There might be many threats to a LAN but I will discuss particular threats here.

Unauthorised LAN access - It can occur by exploiting the following types of vulnerabilities.

• Lack of identification and authentication scheme.
• Password sharing, easy guessing-passwords.
• Lack of time out and log of attempts.
• Unprotected modems and poor physical control of network device.

Inappropriate access to LAN resources - Results from an individual gaining access to LAN resources in an unauthorised manner. It is caused by the

• Use of system default permission settings that are too permissive to users.
• Improper use of administrator privileges.
• Data stored without any protection.
• PCs that have no access control on a file level-basis.

Disclosure of Data - The disclosure of software or LAN data occurs when they are accessed, read and released to an individual who is not authorised. Following are the causes

• Improper access control setting, important data and application source-code stored in unencrypted form.
• Data and software back up copies stored in open area.

Unauthorised modification of data and software - Results from an individual modifying, deleting or destroying LAN data and software in an unauthorised or accidental manner.
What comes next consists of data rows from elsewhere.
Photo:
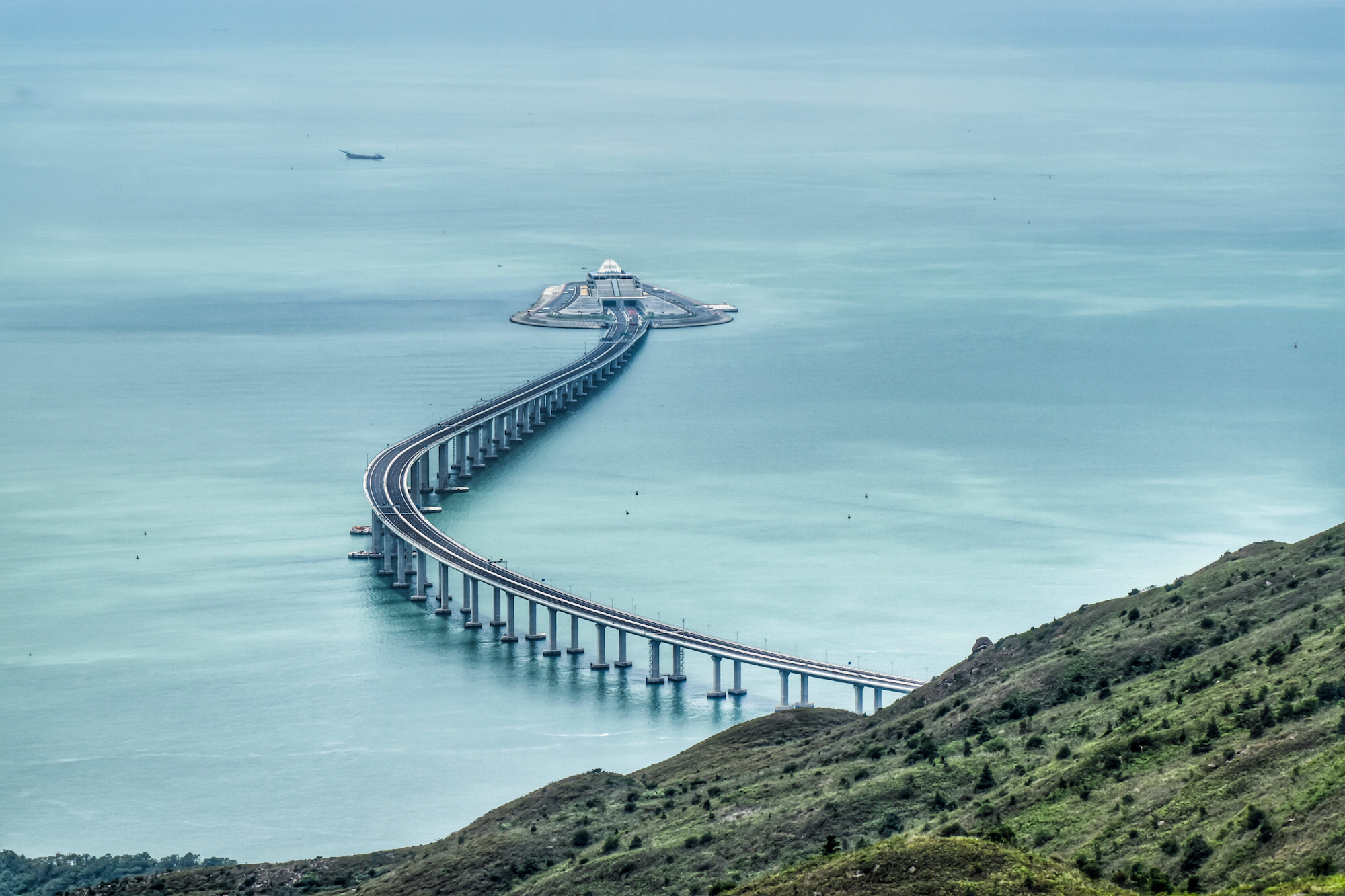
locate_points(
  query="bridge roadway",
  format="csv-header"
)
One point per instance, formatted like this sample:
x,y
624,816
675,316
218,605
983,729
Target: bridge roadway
x,y
392,478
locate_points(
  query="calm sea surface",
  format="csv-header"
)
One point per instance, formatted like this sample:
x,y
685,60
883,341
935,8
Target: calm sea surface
x,y
1020,330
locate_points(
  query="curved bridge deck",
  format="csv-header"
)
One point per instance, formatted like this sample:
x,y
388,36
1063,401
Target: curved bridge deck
x,y
481,434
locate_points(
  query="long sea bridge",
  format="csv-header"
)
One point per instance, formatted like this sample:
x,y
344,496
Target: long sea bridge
x,y
406,541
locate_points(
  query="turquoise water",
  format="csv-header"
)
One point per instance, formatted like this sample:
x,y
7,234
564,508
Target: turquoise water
x,y
1070,321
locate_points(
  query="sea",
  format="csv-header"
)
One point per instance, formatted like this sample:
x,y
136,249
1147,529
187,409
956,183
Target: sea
x,y
1024,323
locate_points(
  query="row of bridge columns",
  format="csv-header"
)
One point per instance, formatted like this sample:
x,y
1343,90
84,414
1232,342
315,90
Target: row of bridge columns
x,y
397,563
471,450
473,447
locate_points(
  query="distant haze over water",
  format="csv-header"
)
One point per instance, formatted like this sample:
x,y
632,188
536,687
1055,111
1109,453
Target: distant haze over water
x,y
1067,311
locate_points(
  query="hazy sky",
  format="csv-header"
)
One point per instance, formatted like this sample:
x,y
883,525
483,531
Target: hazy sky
x,y
1319,28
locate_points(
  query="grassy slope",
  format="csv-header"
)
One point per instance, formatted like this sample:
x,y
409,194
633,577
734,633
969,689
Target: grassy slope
x,y
1164,755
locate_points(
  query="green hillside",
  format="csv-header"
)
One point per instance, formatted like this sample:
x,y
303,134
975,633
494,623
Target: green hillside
x,y
1186,737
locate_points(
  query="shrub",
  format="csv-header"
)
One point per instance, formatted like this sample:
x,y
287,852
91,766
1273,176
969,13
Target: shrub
x,y
1089,865
987,779
1195,854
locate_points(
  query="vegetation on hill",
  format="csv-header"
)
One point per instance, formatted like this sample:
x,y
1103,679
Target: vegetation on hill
x,y
49,874
1183,737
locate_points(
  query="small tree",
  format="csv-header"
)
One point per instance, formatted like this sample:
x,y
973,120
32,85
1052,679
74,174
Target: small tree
x,y
987,779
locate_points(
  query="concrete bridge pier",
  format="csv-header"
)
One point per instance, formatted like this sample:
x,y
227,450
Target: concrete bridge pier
x,y
532,622
738,680
376,530
496,618
445,471
575,637
443,591
716,689
602,649
552,650
400,548
389,549
804,693
465,459
785,705
677,665
493,438
420,577
477,606
482,439
654,677
424,477
509,637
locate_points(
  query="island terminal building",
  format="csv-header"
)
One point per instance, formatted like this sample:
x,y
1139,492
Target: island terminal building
x,y
588,303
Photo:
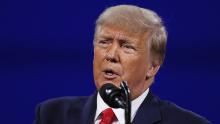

These are the causes

• Write permission granted to users who require read permission.
• Privileges mechanisms that allow unnecessary write permissions.
• Lack of protection and detection tools and undetected changes made to software.

Disclosure of LAN Traffic - It occurs some one who is unauthorised reads or gets information as it moves through LAN. It is caused by

• Inadequate physical protection of LAN device and medium.
• Transmitting plain text data using broadcast protocols and over unencrypted LAN medium.

Spoofing of LAN traffic- Results when message to have been sent from a legitimate name sender, when actually it had not been. It happens when

• LAN traffic is transmitted in plain text, lack of date time stamp and digital signature and real time verification.

Disruption of LAN functions - Results from threats that block LAN resources from being available in a timely manner. (Can not do a job with in set time limit)

These are the causes

• Inability to detect usual traffic patterns, reroute traffic, hardware failures.
• Unauthorised change made to hardware components and improper maintenance and physical security of LAN hard ware.